Hence, a given muscle is also influenced by a number of motor neurons, such that a single muscle is represented by multiple neurons (Humphrey, 1986; Shinoda, et al., 1981). Multiple representation enables the motor cortex to coordinate a variety of movements, such that wide areas of the motor area become activated during even discrete movements of, for example a single finger (Colebatch et al., 1991; Sanes et al., 2015). Thus, activity is distributed over the motor area even when performing discrete movements.


Hence, the entire musculature of the body is neuronally represented in the motor cortex. Nevertheless, since certain muscle groups play a proportionately greater role in the performance of complex (vs simple) movements, a relatively greater number of neurons are involved in their representation. Thus, the hand and fingers have extensive cortical representation (Boroojerdik et al., 1999; Penfield & Jasper, 1954; Penfield & Rasmussen, 1950; Rothwell et al. 2007) whereas a smaller neuronal field is concerned with the elbow. The motor homunculus, therefore, is quite distorted.

Specifically, represented deep in the inferior medial portion of area 4 and moving anterior toward the superior medial frontal lobe are the toes, ankle, knee, hip, anal sphincter and genitals respectively. Circling up and over the superior surface to the lateral convexity are the shoulder, elbow, wrist, and hand, with extensive areas of neocortex devoted to the fingers and thumb, followed by the brow, eyelids, larynx, lips, jaw, and tongue which is located at the most inferior opercular portion of the precentral gyrus. Like the somesthetic neocortex which maintains a double representation of the body surface (e.g. a double body image) the primary motor area contains multiple representations of the body's musculature (Colebatch et al., 1991; Humphrey, 1986; Sanes et al., 2015; Shinoda, et al., 1981).

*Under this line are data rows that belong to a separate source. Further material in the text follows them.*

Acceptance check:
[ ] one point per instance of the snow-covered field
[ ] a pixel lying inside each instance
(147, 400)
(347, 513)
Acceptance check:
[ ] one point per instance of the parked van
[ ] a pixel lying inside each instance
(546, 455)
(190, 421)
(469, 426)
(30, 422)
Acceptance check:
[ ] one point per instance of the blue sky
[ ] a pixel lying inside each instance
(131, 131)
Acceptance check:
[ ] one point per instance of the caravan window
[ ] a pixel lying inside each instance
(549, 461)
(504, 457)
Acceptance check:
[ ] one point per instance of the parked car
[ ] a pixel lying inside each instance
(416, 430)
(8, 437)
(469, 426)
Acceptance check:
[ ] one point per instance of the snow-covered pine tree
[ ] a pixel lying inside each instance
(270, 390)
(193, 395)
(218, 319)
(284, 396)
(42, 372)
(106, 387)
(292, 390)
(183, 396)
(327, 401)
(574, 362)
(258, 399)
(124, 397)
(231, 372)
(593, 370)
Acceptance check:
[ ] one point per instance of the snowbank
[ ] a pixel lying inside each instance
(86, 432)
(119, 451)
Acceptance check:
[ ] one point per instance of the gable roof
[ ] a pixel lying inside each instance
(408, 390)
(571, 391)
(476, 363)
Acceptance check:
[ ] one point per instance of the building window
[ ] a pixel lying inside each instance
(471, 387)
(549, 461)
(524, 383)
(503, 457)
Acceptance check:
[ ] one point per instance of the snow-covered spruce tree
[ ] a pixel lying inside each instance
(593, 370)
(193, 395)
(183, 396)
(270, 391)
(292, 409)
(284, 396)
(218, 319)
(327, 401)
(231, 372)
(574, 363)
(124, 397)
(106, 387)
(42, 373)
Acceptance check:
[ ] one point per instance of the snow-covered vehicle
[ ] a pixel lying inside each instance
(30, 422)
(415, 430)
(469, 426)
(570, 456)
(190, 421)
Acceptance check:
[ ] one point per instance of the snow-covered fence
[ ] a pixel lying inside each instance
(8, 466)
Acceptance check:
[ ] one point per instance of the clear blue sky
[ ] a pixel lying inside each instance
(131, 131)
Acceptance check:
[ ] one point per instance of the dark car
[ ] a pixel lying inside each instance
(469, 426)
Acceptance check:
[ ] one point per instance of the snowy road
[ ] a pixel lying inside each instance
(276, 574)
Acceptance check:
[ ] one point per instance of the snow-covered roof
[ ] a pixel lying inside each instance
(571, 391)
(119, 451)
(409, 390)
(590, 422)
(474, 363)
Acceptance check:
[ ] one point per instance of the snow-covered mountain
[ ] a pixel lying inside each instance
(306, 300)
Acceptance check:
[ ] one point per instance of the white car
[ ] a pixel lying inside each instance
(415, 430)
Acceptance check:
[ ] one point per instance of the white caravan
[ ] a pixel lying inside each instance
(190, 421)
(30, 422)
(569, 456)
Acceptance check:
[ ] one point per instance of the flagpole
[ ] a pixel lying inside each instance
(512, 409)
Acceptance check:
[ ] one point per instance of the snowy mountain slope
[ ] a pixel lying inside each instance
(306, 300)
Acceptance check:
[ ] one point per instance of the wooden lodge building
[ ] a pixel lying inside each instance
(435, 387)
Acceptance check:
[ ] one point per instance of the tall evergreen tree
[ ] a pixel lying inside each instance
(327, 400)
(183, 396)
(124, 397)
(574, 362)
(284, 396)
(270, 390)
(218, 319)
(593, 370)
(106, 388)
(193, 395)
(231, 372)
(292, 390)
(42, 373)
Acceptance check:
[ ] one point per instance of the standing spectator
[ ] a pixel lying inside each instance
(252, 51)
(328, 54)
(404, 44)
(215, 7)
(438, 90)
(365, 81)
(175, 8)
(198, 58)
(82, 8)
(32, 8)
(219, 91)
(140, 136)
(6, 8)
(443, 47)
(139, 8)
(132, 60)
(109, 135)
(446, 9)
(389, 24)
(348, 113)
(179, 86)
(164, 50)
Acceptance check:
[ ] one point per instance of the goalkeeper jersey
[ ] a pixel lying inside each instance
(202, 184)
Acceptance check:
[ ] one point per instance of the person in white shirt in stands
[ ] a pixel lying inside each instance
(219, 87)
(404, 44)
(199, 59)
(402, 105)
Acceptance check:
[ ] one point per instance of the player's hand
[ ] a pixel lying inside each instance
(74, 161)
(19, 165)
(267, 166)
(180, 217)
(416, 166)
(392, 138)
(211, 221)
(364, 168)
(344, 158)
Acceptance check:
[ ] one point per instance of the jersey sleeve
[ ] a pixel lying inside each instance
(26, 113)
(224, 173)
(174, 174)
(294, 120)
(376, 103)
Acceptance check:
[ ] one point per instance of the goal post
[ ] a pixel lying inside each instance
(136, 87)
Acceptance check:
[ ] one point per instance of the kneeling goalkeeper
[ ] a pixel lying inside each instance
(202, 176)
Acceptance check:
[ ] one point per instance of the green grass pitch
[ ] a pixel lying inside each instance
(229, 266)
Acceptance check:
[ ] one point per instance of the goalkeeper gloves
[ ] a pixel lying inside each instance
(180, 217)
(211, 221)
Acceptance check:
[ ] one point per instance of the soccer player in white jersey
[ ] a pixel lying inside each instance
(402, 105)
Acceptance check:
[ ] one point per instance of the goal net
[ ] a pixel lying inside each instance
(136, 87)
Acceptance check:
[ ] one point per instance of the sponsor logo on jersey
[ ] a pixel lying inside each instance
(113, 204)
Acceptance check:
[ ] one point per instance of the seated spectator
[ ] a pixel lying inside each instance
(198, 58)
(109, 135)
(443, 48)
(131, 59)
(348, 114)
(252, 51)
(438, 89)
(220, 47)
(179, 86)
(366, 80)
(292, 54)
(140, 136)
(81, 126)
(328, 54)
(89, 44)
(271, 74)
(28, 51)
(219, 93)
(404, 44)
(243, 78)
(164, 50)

As noted, based on single cell recording, activity begins in the primary motor area following activation of the premotor and SMA and becomes maximally active at the time of movement. However, as based on single cell recording and functional imaging, neurons in the primary motor area also become active just prior to movement, increase their activity during movement, and will become increasingly active in response to direction, velocity, and the amount of force required to perform the movement (Ashe & Gerogopoulos, 2014; Crutcher & Alexander, 2010; Passingham, 1997). Indeed, this has also been demonstrated with evoked potentials. Activity will begin in the primary motor area prior to movement, and will increase as the time of movement onset approaches, and increases in amplitude during the course of movement (Ikeda & Shibasaki, 1992). In addition, these neurons will increase their activity depending on the amount of force involved in the movement, and in reaction to the direction and velocity of movement (Ashe & Georgopoulus, 2014).

Moreover, the motor area is exceedingly plastic and as indicated above, is capable of learning and memorizing and remembering (e.g. Carpenter et al., 1999). If a single muscle is repeatedly activated and/or as an individual becomes increasingly skilled at performing a certain motor tasks, the cortical territory representing those muscles will significantly increase (Pascual-Leone et al., 2014).

Paralysis.

Damage to the motor areas, or to the descending cortico-spinal tract initially results in a flaccid hemiplegia such that the muscles are completely without tone contralateral to the lesion (Adams & Victor, 2014; Brodal, 1981). If the examiner were to raise and release an effected arm, it would drop in a limp rag doll fashion.

Over the course of the next several days the muscles develop increased tone and there is resistance to passive movements. Reflexes become very brisk and spasticity and hyperreflexia are manifest. With massive lesions extending into the medial regions (where the leg is represented), the leg will become permanently extended and the arm will assume a flexed position (Adams & Victor, 2014; Brodal, 1981). After several weeks or months a very limited capacity to perform gross movements reappears. Fine movements are usually permanently lost (Brodal, 1981).